Shuck and Jive


Friday, August 19, 2011

Gap Between Rich and Poor Not on GOP Agenda

My church peeps keep me busy. The Elizabethton Star published this letter today from Judy Garland. I love this line:
This must be OK with Mr. Roe and his party as they don't think the astronomically wealthy individuals and corporations should pay taxes at rates equal to, say, the rates of their chauffeurs.
Here is the letter:

Editor:

Representative Roe's latest email is about (shock) something else he's found wrong in the new health care law. I could suggest a more productive use of his time.
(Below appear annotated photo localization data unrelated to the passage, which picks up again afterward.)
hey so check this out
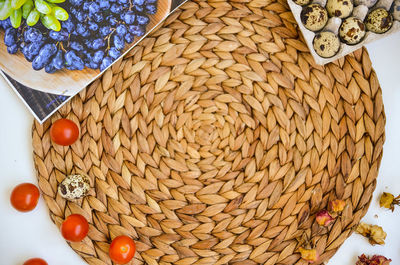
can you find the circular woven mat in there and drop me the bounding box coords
[32,0,386,264]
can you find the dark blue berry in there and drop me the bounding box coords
[32,44,57,70]
[116,24,127,37]
[65,65,76,70]
[88,21,99,31]
[123,11,136,24]
[1,18,12,30]
[84,39,93,50]
[69,0,83,6]
[62,19,75,33]
[145,4,157,14]
[111,4,123,14]
[134,5,144,12]
[113,35,125,50]
[4,28,18,46]
[49,30,69,41]
[22,46,33,62]
[65,50,84,70]
[136,14,149,25]
[125,33,135,43]
[70,41,84,52]
[106,15,118,26]
[93,50,105,63]
[51,50,64,70]
[82,2,91,11]
[76,23,90,37]
[45,62,57,73]
[100,56,113,71]
[7,44,18,54]
[89,2,100,14]
[70,7,78,15]
[99,26,111,37]
[23,27,43,43]
[129,25,145,36]
[92,38,105,50]
[97,0,110,9]
[92,12,104,23]
[86,61,100,69]
[108,47,121,59]
[74,10,87,21]
[23,41,44,62]
[133,0,145,5]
First, he could direct his attention to the rising cost of employer-sponsored health insurance. American workers' pay raises routinely disappear in increases in premiums. Employers find they can't afford both wage increases and decent health coverage. Kaiser Family Foundation reports cost of coverage for a family of four increased 131 percent from 1999 to 2010. Yet Mr. Roe and his party spread their protective net around Big Insurance and offered no relief to America's workforce. Cost trend surveys indicate insurance costs will continue to dwarf average employee earnings. Why isn't this on Congress' Republican-controlled agenda?

Might we hear, too, discussion of the widening income gap between our poorest and our richest? That gap has become one of the widest in the world, pairing us with Mexico with almost identical spans. Mr. Roe and his party seem somehow assured that the average pay package for company heads in the Standard & Poor's 500 was $9 million in 2010, up 24 percent in one year. I wonder if they heard one of them remark that in this global economy upward income movement in emerging nations is far more important to them than the downward movement of income levels in the country which has served them so richly.

This must be OK with Mr. Roe and his party as they don't think the astronomically wealthy individuals and corporations should pay taxes at rates equal to, say, the rates of their chauffeurs. Sure wish he'd use his emails and op eds to discuss it.

It's suggested, too, that Congress spends no time on job creation ideas because better job reports will hurt Republican chances in 2012. I think I believe it.